One of the really good guys at BBN ended up working a perfectly normal schedule and finished his PhD dissertation just by being astoundingly disciplined. He worked every Saturday on his thesis and he worked evenings on this and that. Part of it, I guess, is being organized. It is much easier to do something if you can do it all the way through, at which point you don’t have to think about being organized or careful or putting it down and picking it back up, because when you’re done you can forget about it. I’ve been learning that recently since my life is more normal now. I program around the cracks, putting things down and picking things back up. I find that if I don’t work on it again for two to three weeks it’s surprisingly hard to pick it back up. Often when I am lagging on some little personal programming thing and I really want to get it done, I try to say, “OK, I’m going to be like the people who exercise. I’m going to do it a couple hours every morning.” That mostly doesn’t work for me. What happens is at some point I get bored with having it not be done and I’ll spend a day or two on it and get it done.
I can, in bursts, get the kind of focus I used to have, but not so well anymore. So I think that makes this kind of special, fancy programming—what the true hackers do—more of a young person’s game. I have to admit almost all of the people I know who did stellar things when they were young did it intensely. It’s hard for me to think of any folks in the really stellar category who did it just a couple hours a day as if it were a job. Almost everyone I know would do it with this burst of maniacal focus and intensity and then get it done. But the focus is hard. It really wears you out. It certainly used to wear me out.
Seibel: Would you consider yourself a scientist, an engineer, an artist, a craftsman, or something else?
Cosell: A blend of those, obviously. I don’t consider myself a scientist, as I understand what scientists do. I’d like to believe I consider myself a combination of an artist and a craftsman. The way I do engineering is as a combination of art and craft.
Seibel: Let me first ask about the engineering part. There are certainly folks, like Watts Humphrey and the folks at the Software Engineering Institute, who say programming should be an engineering discipline just like building bridges. People can build bridges and they can predict how long it’s going to take, and the bridges, for the most part, don’t fall down.
Cosell: Exactly right. The analogy is very good except they put a non sequitur in the middle of it. It turns out that the guy that designs the bridge so it won’t fall down is not the guy that strings the cables or that inspects the cables to make sure the steel was right or pours the concrete or does any of those other things.
Programming is in that regard an engineering discipline. You have to know what to do. You have to know what your capabilities are. At the level I was working, I had to be able to envision how the pieces were going to fit together. I had to have some intuition for what things were fast and what things were slow, what things were hard to build, what things were easy to build, and come up with, at the engineering level, a model of what I thought was going to happen.
The artist part decides that the design should be elegant. Those fit together because in computer programs the artistry affects the longevity of it. Part of what I call the artistry of the computer program is how easy it is for future people to be able to change it without breaking it. That doesn’t have anything to do with constructing its functionality but with its life as an existing thing.

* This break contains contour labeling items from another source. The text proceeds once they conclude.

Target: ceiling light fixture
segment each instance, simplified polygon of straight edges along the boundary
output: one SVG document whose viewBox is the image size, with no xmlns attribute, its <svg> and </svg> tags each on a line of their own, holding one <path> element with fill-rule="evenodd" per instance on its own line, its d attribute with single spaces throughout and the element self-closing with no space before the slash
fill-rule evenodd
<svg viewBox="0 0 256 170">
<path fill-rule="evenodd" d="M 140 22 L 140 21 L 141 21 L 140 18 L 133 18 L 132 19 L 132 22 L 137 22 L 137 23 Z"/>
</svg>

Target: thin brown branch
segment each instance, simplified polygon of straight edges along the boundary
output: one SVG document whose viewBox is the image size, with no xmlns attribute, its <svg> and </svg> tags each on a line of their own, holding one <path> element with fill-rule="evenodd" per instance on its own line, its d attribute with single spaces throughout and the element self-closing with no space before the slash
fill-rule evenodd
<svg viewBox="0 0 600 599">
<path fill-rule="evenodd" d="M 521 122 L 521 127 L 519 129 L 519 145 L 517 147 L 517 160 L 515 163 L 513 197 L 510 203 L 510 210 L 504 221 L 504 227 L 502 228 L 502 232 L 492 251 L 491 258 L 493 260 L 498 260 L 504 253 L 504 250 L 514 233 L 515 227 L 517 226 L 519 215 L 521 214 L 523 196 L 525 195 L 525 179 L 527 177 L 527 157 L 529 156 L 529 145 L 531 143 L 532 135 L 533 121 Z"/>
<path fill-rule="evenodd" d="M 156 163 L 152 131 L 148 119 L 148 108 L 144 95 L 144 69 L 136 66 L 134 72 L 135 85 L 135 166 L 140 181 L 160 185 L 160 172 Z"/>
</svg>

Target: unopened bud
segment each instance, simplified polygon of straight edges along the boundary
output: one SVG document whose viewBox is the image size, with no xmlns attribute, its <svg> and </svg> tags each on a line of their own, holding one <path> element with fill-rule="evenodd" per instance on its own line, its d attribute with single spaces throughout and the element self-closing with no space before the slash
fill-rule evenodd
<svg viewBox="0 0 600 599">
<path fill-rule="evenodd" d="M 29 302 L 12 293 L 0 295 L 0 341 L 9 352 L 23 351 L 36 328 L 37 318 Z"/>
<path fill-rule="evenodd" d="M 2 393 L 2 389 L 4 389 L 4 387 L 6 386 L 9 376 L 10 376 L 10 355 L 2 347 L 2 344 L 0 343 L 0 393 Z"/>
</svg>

Seibel: So for you the beauty of code is tied up with the fact that people are going to have to change it.
Cosell: One or two things I wrote were black boxes that just had to run as long as the computer cycled, but most of them were code that generations of people were able to hammer on and mostly not keep breaking. When I talk about the artistry and the beauty of it, what I’m talking about is the idea that when you write a program you have a huge amount of discretion. How you organize your routines, how you lay them out on the page, where you decide to put comments, how you name your variables, whether you like your subroutines to all have uniform calling sequences or situational appropriate code.
So you have to look at the program through the eyes of a new programmer sometime down the road. What’s the structure of the program? What are you doing? How are you doing it? And why are you doing it? The artistry is how the next guy that reads the program and understands that this subroutine was supposed to do this—he gets the message that it’s not right for him to go and muck it up to do something else and that he should keep the structure of the program.
Seibel: What about the tension between clarity and efficiency? Sometimes the simplest, easiest-to-read code isn’t the fastest.
Cosell: Programmers are the worst optimizers in the world. They always optimize the part of the code that’s most interesting to optimize, and almost never get the part of the code that actually needs optimization. So you get these little nuts of very difficult code that have no point. I always tell the people working with me, “Code it as lucidly, as easy to read, as crystalclear as you can. Do it the simple way. And then if it needs to be sped up, we’ll deal with that later. If you’ve done it right, we can draw a little box around this piece.”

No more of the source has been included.